Due to his poor performances throughout the season, he won the Bidone d'Oro Award in 2003, which is given to the worst Serie A player during a particular season.

===Cruzeiro===
Rivaldo decided to return to Brazil in early 2004, by appointment of coach Vanderlei Luxemburgo who convinced him to play for the club, becoming Cruzeiro's major signing for the Copa Libertadores. However, his time with the team was very short, only eleven games and two goals. As reported by CNN, Rivaldo left the club after just two months due to the firing of Luxemburgo, Rivaldo's mentor earlier in his career. Rivaldo stated: "When he left, I preferred to leave as well. It was my decision because I consider Luxemburgo to be a special person."

===Olympiacos===
On 22 July 2004, Rivaldo joined Olympiacos of Super League Greece. During the 2004–05 season he scored some stand out goals, one of them coming in his first derby against Panathinaikos that arguably turned out to be his most famous in an Olympiacos shirt: a bending free kick to send Olympiacos to victory over their eternal rivals.
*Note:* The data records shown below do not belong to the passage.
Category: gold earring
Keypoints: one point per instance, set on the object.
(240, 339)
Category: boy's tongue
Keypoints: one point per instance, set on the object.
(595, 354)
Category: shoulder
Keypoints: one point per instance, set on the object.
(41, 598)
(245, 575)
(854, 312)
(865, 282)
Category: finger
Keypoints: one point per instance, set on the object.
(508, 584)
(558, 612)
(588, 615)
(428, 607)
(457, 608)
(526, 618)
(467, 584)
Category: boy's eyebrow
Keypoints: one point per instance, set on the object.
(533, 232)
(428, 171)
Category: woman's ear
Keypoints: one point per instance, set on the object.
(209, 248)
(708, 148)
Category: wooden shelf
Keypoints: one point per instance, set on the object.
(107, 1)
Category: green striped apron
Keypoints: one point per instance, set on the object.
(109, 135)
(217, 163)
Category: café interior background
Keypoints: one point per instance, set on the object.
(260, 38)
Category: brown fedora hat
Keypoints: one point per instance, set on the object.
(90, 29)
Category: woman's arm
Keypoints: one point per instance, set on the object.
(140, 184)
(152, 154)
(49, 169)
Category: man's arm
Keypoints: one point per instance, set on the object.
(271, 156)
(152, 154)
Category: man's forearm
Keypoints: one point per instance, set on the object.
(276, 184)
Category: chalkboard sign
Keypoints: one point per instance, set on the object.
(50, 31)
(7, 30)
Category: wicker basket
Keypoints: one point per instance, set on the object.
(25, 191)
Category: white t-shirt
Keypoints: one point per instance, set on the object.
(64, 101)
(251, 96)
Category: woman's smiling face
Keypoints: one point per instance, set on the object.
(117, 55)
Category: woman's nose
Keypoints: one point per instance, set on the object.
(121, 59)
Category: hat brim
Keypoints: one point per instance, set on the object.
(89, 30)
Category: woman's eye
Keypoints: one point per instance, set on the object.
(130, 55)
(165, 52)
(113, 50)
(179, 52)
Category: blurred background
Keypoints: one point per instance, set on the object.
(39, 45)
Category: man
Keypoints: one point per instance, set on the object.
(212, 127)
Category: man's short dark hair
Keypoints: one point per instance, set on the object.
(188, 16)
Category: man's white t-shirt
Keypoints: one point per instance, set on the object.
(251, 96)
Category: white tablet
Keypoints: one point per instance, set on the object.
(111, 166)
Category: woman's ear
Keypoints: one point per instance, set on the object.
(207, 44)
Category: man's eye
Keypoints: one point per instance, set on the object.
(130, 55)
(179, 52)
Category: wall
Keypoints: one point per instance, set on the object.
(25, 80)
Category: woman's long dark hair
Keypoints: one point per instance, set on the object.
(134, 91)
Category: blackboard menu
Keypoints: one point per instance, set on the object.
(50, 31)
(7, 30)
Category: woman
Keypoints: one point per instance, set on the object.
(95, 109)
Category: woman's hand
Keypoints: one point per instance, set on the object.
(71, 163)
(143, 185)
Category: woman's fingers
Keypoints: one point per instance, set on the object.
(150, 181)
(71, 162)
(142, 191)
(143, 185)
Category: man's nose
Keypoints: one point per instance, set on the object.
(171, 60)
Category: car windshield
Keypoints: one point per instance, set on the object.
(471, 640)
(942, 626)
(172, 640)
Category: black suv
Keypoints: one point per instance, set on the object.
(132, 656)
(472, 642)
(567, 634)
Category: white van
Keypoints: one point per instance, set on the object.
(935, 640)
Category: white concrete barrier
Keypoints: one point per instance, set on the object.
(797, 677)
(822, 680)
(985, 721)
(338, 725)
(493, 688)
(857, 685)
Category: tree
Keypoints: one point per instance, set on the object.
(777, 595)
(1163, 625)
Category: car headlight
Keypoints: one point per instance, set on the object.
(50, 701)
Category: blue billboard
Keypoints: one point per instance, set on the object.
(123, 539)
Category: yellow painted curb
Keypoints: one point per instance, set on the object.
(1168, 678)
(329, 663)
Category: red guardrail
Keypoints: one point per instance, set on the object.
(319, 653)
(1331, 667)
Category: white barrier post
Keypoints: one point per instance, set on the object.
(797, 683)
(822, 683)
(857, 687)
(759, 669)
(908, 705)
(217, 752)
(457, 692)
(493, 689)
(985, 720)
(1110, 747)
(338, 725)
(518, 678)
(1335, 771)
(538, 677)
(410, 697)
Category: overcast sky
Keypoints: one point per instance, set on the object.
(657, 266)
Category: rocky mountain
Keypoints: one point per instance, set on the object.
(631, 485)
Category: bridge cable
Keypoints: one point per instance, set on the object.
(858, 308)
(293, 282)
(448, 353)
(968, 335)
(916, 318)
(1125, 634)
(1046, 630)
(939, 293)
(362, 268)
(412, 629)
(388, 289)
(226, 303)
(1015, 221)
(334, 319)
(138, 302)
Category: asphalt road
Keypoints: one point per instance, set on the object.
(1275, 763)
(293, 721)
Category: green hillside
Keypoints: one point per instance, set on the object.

Another notable goal by Rivaldo came the following week in Olympiacos's matchday 6 UEFA Champions League group game in England against eventual champions Liverpool where he scored a deft free-kick in front of the Kop and put the Greek giants ahead. However Olympiacos were eliminated after Liverpool talisman Steven Gerrard scored with a 25-yard half volley 3 minutes from full-time. In the last game of Rivaldo's first season at Olympiacos, the club needed a victory in order to win the Alpha Ethniki championship, with Panathinaikos just one point behind. Olympiacos went on to beat Iraklis 0–1 in an away match in Thessaloniki, thanks to Rivaldo's goal, and secured the championship.

Rivaldo renewed his contract with Olympiacos for a third year, despite now being 34 years old. In July 2006, Rivaldo announced that the 2006–07 season with Olympiacos would be his last in Europe, before returning to Brazil. However, he quickly changed his decision and decided to stay for another year. The 2006–2007 season saw him score 17 goals in 27 Super League matches. Rivaldo scored 43 goals in 81 games for Olympiacos.

===AEK Athens===
Rivaldo was released by Olympiacos after a dispute with the chairman of the club, Sokratis Kokkalis, who had differences about the contract. Later that summer, he signed for Super League club AEK Athens on 29 May 2007. His first Super League goal with the Athens' club came through a penalty in their 3–0 win against Panionios. Rivaldo had another great season and the team. After the winning match against Olympiacos with 4–0, Rivaldo showed his four fingers to the camera.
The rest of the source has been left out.